The judge gave him the opportunity to make a statement before he was formally sentenced.

Pigeon, wearing a navy suit, stood and declined.

“No apology?” Boller asked.

“Not at this time,” he quietly said.

“Wow,” a man in the gallery could be heard saying.

Boller began reading the sentence: Pigeon will spend the next 364 days in the Erie County Correctional Facility in Alden, possibly less for good behavior, and would have to pay a list of fees. They discussed that a hearing needed to be scheduled prior to his release because he will have to register as a sex offender.
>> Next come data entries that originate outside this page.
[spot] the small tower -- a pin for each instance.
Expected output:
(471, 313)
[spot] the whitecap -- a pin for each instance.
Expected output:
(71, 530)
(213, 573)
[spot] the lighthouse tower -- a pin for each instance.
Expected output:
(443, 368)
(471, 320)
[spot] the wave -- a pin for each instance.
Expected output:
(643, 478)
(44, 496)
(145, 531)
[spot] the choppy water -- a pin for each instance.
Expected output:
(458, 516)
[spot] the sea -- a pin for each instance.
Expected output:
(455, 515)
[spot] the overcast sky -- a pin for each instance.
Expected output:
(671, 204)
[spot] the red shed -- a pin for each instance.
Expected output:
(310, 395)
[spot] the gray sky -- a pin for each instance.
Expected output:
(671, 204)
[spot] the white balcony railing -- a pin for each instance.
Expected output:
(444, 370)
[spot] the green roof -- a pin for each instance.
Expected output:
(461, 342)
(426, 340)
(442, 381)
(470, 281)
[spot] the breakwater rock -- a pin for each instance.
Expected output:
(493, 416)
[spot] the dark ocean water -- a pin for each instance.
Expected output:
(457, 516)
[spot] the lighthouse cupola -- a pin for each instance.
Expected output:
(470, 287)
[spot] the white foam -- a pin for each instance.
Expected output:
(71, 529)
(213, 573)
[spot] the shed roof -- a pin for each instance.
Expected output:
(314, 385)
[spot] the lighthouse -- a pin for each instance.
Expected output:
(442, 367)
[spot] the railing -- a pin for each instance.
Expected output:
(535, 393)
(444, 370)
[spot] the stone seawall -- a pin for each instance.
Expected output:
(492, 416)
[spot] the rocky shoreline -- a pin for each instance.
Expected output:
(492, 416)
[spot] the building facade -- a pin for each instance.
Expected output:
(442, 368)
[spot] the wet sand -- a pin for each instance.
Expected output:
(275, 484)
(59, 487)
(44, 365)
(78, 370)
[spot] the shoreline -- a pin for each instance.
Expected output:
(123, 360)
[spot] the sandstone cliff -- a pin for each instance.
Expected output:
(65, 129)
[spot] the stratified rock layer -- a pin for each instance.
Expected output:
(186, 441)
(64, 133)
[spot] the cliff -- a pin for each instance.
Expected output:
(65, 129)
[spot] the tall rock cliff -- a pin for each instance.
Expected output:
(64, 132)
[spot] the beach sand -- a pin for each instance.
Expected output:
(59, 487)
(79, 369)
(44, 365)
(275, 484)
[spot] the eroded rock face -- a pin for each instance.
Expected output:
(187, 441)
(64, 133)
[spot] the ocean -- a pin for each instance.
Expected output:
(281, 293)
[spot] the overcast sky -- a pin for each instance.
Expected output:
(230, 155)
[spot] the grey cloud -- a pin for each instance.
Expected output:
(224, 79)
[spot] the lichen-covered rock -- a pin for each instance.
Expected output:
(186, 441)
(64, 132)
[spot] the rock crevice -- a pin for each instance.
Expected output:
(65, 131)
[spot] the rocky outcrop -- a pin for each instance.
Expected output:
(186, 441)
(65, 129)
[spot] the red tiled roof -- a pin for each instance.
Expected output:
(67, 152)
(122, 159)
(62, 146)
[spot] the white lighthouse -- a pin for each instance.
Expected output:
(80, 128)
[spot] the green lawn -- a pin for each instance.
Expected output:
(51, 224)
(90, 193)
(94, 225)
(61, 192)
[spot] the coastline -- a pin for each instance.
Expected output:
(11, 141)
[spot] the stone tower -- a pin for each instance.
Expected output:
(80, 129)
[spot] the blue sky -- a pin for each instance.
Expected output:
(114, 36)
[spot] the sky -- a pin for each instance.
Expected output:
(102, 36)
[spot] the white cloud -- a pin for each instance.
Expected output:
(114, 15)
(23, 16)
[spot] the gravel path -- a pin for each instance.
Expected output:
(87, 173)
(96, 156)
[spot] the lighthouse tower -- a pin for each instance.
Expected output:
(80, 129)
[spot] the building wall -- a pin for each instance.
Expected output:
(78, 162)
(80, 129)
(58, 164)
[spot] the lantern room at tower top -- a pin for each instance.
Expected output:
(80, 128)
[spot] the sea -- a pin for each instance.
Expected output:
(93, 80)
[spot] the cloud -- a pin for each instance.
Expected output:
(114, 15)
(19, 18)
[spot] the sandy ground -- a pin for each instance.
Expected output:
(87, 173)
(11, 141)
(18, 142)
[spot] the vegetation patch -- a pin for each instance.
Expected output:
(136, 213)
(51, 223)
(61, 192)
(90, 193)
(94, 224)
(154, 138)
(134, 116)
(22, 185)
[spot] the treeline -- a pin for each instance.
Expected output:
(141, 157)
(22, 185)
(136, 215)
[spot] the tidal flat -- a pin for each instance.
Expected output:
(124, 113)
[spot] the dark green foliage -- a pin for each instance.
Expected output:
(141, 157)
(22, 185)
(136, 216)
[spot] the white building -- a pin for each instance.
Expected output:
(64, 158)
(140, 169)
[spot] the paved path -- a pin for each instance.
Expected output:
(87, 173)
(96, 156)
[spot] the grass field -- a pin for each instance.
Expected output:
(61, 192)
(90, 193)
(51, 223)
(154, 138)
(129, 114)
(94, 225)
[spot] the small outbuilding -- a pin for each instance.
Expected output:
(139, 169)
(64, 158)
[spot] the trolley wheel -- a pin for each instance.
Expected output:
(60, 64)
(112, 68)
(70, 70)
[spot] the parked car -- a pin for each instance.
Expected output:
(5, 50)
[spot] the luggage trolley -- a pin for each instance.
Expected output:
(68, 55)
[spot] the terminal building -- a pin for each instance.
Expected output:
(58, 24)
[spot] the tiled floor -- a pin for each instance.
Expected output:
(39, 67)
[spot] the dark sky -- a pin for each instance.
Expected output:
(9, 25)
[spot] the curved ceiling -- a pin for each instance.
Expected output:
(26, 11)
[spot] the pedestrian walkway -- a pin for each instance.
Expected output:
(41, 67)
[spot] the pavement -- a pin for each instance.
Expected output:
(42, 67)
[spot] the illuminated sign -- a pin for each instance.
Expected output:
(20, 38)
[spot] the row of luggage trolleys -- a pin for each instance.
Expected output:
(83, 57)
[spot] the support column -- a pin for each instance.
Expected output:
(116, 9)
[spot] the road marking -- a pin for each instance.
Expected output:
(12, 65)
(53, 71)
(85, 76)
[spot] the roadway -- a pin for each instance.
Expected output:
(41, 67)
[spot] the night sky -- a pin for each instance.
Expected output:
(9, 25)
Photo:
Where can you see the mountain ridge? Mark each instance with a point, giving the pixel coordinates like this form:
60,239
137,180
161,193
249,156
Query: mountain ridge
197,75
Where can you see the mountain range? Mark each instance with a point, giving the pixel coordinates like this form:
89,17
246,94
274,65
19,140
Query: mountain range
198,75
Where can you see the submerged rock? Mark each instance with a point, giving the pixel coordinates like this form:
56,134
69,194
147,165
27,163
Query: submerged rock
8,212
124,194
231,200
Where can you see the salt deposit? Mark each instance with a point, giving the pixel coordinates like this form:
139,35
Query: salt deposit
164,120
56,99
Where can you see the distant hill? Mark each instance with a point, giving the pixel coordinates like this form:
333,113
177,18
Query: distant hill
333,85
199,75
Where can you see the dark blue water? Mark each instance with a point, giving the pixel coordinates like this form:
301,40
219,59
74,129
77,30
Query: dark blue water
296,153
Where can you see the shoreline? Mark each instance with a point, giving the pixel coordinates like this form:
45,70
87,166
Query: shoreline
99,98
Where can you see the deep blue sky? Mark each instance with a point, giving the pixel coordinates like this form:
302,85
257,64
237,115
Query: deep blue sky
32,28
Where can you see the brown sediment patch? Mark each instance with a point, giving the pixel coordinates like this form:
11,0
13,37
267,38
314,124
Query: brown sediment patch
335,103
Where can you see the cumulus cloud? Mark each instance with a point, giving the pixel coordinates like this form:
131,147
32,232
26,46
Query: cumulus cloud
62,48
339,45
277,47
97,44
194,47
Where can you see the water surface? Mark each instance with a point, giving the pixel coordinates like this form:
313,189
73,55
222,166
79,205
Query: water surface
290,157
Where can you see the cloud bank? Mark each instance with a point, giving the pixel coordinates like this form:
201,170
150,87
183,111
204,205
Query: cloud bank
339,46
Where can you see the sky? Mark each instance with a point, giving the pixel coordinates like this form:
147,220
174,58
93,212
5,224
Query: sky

As Boller spoke, a court officer put handcuffs on Pigeon’s wrists, behind his back. He was led out of the courtroom but then the prosecutors asked him to be returned to confirm an order of protection to prevent Pigeon from contacting the girl or her family until 2031.

Then he was led out of court again, this time headed for a jail cell.

After the hearing, District Attorney John Flynn spoke to reporters about the case.

“There are many people in this country … who reach a pinnacle of their profession, and then do something wrong … and then the higher you are in your profession, the farther you fall,” Flynn said. “This is a pretty big fall.”